Gostou da comodidade de não mais ter que carregar os símbolos da burocracia em sua carteira? Agora acrescente a economia que isso trará. No caso do Reino Unido, prevê-se uma economia de US$ 2,7 bilhões nos próximos cinco anos – observando que este é apenas o período de implantação lenta e gradativa do sistema.

O fato é que descobriram, naquele país, que uma presença física custa, em média, 50 vezes mais que uma transação eletrônica. Correios? 30 vezes mais. Telefone? 20 vezes. Isso sem considerar os incômodos de deslocamento e perda de tempo – coisas que, convenhamos, simplesmente não tem preço!

Vamos a outro benefício adicional: redução do número de fraudes relacionadas ao uso de documentos de identidade – e só neste quesito o Reino Unido perde, a cada ano, a impressionante cifra de US$ 31,82 bilhões.

É importante observar que a administração pública já tem todas estas informações, porém de forma dispersa – para os cidadãos, bem entendido!

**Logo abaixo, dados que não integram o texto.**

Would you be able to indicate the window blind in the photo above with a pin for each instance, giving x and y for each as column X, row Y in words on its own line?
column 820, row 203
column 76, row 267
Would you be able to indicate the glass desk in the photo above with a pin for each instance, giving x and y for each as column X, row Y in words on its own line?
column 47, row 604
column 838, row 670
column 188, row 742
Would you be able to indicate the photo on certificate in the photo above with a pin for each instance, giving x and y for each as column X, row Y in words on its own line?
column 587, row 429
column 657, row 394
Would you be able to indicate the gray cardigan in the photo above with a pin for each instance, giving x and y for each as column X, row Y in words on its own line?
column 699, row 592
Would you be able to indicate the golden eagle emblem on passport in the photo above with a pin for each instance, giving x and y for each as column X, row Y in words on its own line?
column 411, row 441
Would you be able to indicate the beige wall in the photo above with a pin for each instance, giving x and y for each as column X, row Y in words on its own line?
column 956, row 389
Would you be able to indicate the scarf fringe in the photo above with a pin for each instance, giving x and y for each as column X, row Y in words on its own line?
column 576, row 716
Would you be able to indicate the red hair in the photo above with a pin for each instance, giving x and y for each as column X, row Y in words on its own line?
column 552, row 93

E assim porque o Estado já é capaz de acessar, de forma centralizada, praticamente todos os dados de qualquer pessoa, algo que dificilmente conseguimos sobre nós mesmos sem uma sofrida peregrinação por diversos órgãos.

Timidamente, este processo de simplificação começa a ganhar corpo pelo mundo afora – tenho lido notícias sobre a adoção de mecanismos mais simples de identificação em países tão distintos quanto EUA, Indonésia e Portugal, dentre outros. Tudo, porém, incipiente.

Não sei bem por qual motivo, mas acabo de lembrar-me dos saudosos bancos escolares – particularmente das aulas de história universal. Aprendi, quando criança, que lá em Roma os escravos eram obrigados a portar permanentemente um colar de identificação. Saí à cata de um deles pela Internet, buscando saber seu peso médio. Cheguei à conclusão de que cada um pesava em torno de 450 gramas.

Decorridos mais de dois mil anos, ocorreu-me pesar uma carteira moderna, daquelas comuns, contendo apenas os documentos e cartões necessários à sobrevivência na selva da burocracia. Juntei tudo nela e coloquei-a numa balança. Deu 410 gramas – 40 gramas a menos. Que bom! Como evoluímos de lá para cá!